Keywords: labyrinthin, MCA 44-3A6 antibody, cancer marker, cancer target, pan-cancer, pan-tumor, biomarkers, cancer diagnosis, adenocarcinoma
Background
Carcinoembryonic antigen (CEA) was first reported by Gold and Freedman in 1965 and, like many tumor markers, has been extensively studied.1 For decades, the quest in the tumor marker world was to find targets that were specific for various organs; this was in part because physicians were trained to be specialists with select organs or organ systems. Oncologists not only specialized in treating patients with cancer, but also within select organs in the body. The pursuit of organ-specific markers followed this same path with the advent of immunological and molecular methods to define tumor types.
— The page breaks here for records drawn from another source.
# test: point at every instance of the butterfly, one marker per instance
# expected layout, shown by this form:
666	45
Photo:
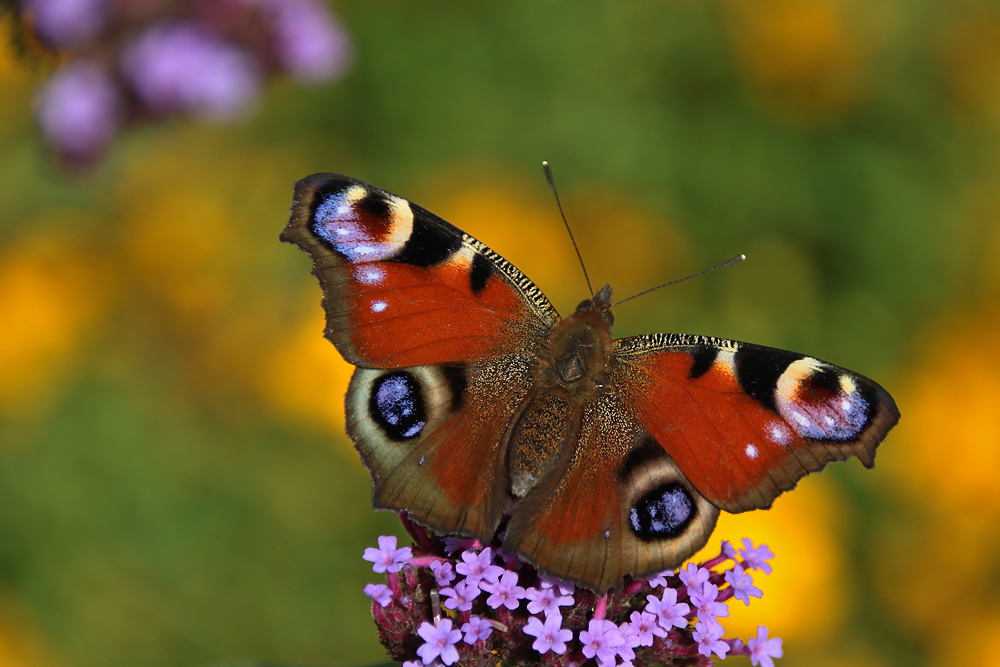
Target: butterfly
472	401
Untold numbers of potential tumor markers have likely been dismissed as not being valuable because they are expressed by a number of tumors arising in a host of tissues. Such is the case of the antigen labyrinthin, recognized by the mouse monoclonal antibody MCA 44-3A6.
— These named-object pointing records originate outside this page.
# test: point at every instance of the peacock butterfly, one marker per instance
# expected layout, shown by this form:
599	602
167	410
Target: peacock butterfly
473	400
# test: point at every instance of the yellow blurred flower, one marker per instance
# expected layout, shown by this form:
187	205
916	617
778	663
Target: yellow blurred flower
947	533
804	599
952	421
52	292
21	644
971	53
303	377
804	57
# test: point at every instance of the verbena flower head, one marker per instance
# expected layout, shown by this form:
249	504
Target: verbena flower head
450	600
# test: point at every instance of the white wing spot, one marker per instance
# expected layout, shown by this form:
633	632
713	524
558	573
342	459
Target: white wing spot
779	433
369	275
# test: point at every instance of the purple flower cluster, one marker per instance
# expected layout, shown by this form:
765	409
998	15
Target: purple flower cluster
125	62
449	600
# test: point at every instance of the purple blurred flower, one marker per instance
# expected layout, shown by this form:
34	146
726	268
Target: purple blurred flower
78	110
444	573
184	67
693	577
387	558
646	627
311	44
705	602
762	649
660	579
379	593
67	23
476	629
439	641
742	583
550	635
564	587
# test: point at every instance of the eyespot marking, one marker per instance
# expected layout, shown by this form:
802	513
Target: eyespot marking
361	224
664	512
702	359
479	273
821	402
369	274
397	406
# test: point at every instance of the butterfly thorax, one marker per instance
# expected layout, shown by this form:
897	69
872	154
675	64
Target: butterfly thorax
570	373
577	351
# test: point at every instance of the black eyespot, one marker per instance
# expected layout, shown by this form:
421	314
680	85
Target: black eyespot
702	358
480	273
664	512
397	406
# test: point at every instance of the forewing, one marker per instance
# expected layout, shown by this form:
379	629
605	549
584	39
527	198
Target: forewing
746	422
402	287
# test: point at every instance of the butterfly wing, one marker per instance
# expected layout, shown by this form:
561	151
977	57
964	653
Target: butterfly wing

In the early 1980s, Radosevich et al2,3 set out to define tumor markers that were consistently expressed by a given pathological type arising in tissues throughout the human body. This approach was plagued by the fact that tumors had to be defined by pathologists and require exquisite attention to detail at the microscopic level (beyond that, some tumors did not display features that were detectable at the cellular level by microscopic techniques). This required the sorting of tumors using pathological methods, followed by the detection of molecular markers. The tumor set was then resorted, and a determination made as to whether the molecular marker did a better job of grouping tumors than did the initial sorting by traditional pathological methods (selective response to treatments, clinical outcomes, etc.). Using this approach, Radosevich et al2–4 could consistently define a group of lung tumors as being adenocarcinomas and not other tumor types found in the lung that looked like adenocarcinomas.
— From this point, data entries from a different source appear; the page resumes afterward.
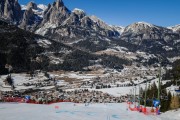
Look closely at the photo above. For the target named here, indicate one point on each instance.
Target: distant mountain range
(82, 32)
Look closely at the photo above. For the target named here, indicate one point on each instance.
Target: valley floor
(71, 111)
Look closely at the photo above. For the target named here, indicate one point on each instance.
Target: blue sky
(124, 12)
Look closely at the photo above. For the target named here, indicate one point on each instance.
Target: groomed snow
(69, 111)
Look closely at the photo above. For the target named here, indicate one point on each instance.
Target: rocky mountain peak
(56, 13)
(175, 28)
(59, 3)
(11, 10)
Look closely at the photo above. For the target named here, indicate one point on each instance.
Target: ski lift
(177, 88)
(164, 96)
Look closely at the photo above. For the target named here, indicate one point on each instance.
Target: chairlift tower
(159, 81)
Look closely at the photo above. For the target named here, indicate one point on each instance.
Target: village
(42, 87)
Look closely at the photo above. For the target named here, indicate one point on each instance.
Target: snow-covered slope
(71, 111)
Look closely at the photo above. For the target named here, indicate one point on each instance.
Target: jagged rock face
(56, 13)
(175, 29)
(11, 10)
(32, 5)
(137, 32)
(2, 7)
(30, 20)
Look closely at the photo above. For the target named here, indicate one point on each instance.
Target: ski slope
(69, 111)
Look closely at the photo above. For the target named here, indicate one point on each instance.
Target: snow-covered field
(67, 111)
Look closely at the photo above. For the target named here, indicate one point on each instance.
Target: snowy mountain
(175, 28)
(37, 9)
(146, 31)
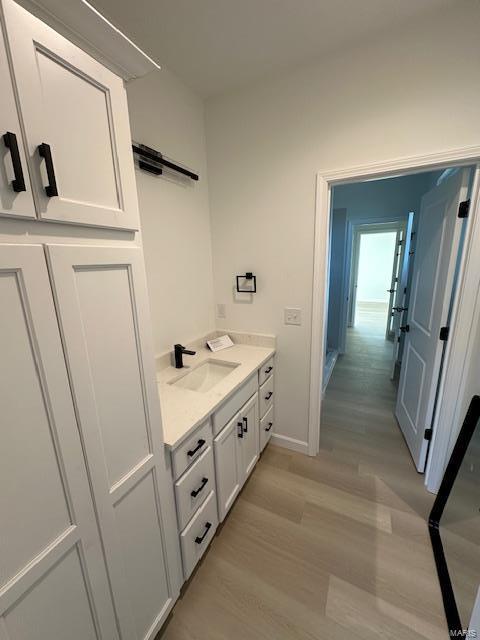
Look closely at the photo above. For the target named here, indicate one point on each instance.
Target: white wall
(414, 91)
(174, 214)
(375, 266)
MCA 44-3A6 Antigen (Labyrinthin) In An Evolving View Of Pan-Cancer Targets
As additional studies confirmed the presence of labyrinthin in lung adenocarcinomas,5,6 the question arose whether labyrinthin, the antigen recognized by MCA 44-3A6, could be equally consistent in sorting adenocarcinomas from other tumor types arising in other tissues. Indeed, MCA 44-3A6 recognized labyrinthin on breast,7 bronchial tract, stomach, small intestine, pancreas and colon in cancer tissues derived from adults;8,9 the aerodigestive tract, exocrine pancreas, neural tissues, renal tubules, and transitional urothelium during human fetal development;10 and more recently labyrinthin has been found to be selectively associated with adenocarcinomas from a variety of cancer cells and tissues (eg, NCI-60 human tumor cell line panel; data not shown). Thus, it turns out that labyrinthin serves as a pan-adenocarcinoma marker regardless of the organ system. At the time, however, labyrinthin could have easily been dismissed as having little to no value as a tumor marker because it is not organ-specific.
Consider the case of antibiotics in medicine. After the dawn of antibiotic use, eventually came the wide use of sensitivity testing. Empirical testing on the patient at hand was done to jump-start the control of the infection, but sensitivity testing focused the aim on the antibiotic(s) to be used. In every case, it is the sensitivity of the infectious agent, not the location of the infection in the body that directs antibiotic selection. There are different formulations of antibiotics to optimize the delivery of the drug (to the eyes, ears, GI tract, etc.), but the sensitivity of the microbe is still the driving force for the antibiotic drug selection. Why then not do the same for cancer treatment?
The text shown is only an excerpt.